- Theatrical release poster`
- Directed by: Peter Collinson
- Written by: Sydney Banks David Pursall Jack Seddon
- Starring: Oliver Reed Susan George
- Cinematography: François Protat
- Edited by: John Shirley
- Music by: Roy Budd
- Production companies: Classic Montreal Trust Neffbourne
- Distributed by: Rank Film Distributors (UK) Cinépix Film Properties (CFP)
- Release date: 2 March 1978;
- Running time: 109 minutes
- Countries: Canada United Kingdom
- Language: English
- Budget: CAD 2,341,000

= Tomorrow Never Comes =

Tomorrow Never Comes (also known as Tomorrow Never Comes ... A Story of Today) is a 1978 British-Canadian crime film directed by Peter Collinson and starring Oliver Reed and Susan George. It was written by Sydney Banks, David Pursall and Jack Seddon.

==Plot==
Coming back from an extended business trip, Frank discovers that his girlfriend Janie is now working at a new resort hotel where the owner has given her a permanent place to stay, as well as other gifts, in exchange for her affections. As they fight over this development, tensions between Frank and Janie escalate out of control until he is holding her hostage in a standoff with the police. As the negotiators try to talk Frank into giving himself up, the desperate man feels himself being pushed further and further into a corner.

==Cast==
- Oliver Reed as Jim Wilson
- Susan George as Janie
- Raymond Burr as Burke
- John Ireland as Captain
- Stephen McHattie as Frank
- Donald Pleasence as Dr. Todd
- Paul Koslo as Willy
- John Osborne as Robert L. Lyne
- Cec Linder as Milton
- Richard Donat as Ray
- Delores Etienne as Hilda

==Production==
The film was a "tax shelter co-production" between the UK and Canada. The picture was filmed in the province of Quebec. Finance came partly from the Rank Organisation.

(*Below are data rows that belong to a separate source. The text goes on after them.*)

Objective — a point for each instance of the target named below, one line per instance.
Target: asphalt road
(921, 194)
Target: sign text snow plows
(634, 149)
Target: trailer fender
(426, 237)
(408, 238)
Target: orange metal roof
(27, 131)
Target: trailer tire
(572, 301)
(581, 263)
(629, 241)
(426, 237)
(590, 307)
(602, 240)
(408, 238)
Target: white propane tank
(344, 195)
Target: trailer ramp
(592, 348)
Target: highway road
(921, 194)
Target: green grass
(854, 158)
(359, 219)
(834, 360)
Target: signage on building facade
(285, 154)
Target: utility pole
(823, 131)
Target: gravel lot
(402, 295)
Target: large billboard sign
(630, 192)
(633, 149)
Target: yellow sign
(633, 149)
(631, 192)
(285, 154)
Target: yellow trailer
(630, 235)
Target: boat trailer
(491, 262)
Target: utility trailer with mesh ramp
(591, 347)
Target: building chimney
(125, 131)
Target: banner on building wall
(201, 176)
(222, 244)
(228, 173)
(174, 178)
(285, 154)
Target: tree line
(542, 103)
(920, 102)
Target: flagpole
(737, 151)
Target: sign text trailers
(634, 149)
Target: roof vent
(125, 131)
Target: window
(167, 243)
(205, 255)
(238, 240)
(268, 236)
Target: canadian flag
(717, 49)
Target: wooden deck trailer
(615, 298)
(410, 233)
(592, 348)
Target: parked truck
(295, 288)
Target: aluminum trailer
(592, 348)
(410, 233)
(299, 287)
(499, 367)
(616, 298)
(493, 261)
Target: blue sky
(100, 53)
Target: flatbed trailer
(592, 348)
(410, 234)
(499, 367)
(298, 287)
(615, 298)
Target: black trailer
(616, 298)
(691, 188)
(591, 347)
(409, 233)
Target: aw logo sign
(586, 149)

Susan George had worked with Peter Collinson before in Up the Junction (1968) and Fright (1971).

==Awards==
The film was entered into the 11th Moscow International Film Festival.

== Reception ==
The Monthly Film Bulletin wrote: "The latest in the lamentable series of Anglo-Canadian co-productions is an exploitative, crude combination of several recent genres: the disillusioned cop cycle, the problems of urban violence and the sinister workings of local authorities. The failure of any of these themes to establish themselves coherently is due mainly to a script which is, at one extreme, embarrassingly over-written and, at the other, replete with staccato exchanges which leave the actors floundering. ... Behind the exploding violence (and threats of even more), there remains the glimmer of a social point, but the determinedly sleazy tone and hysterically pointed direction soon snuff it out."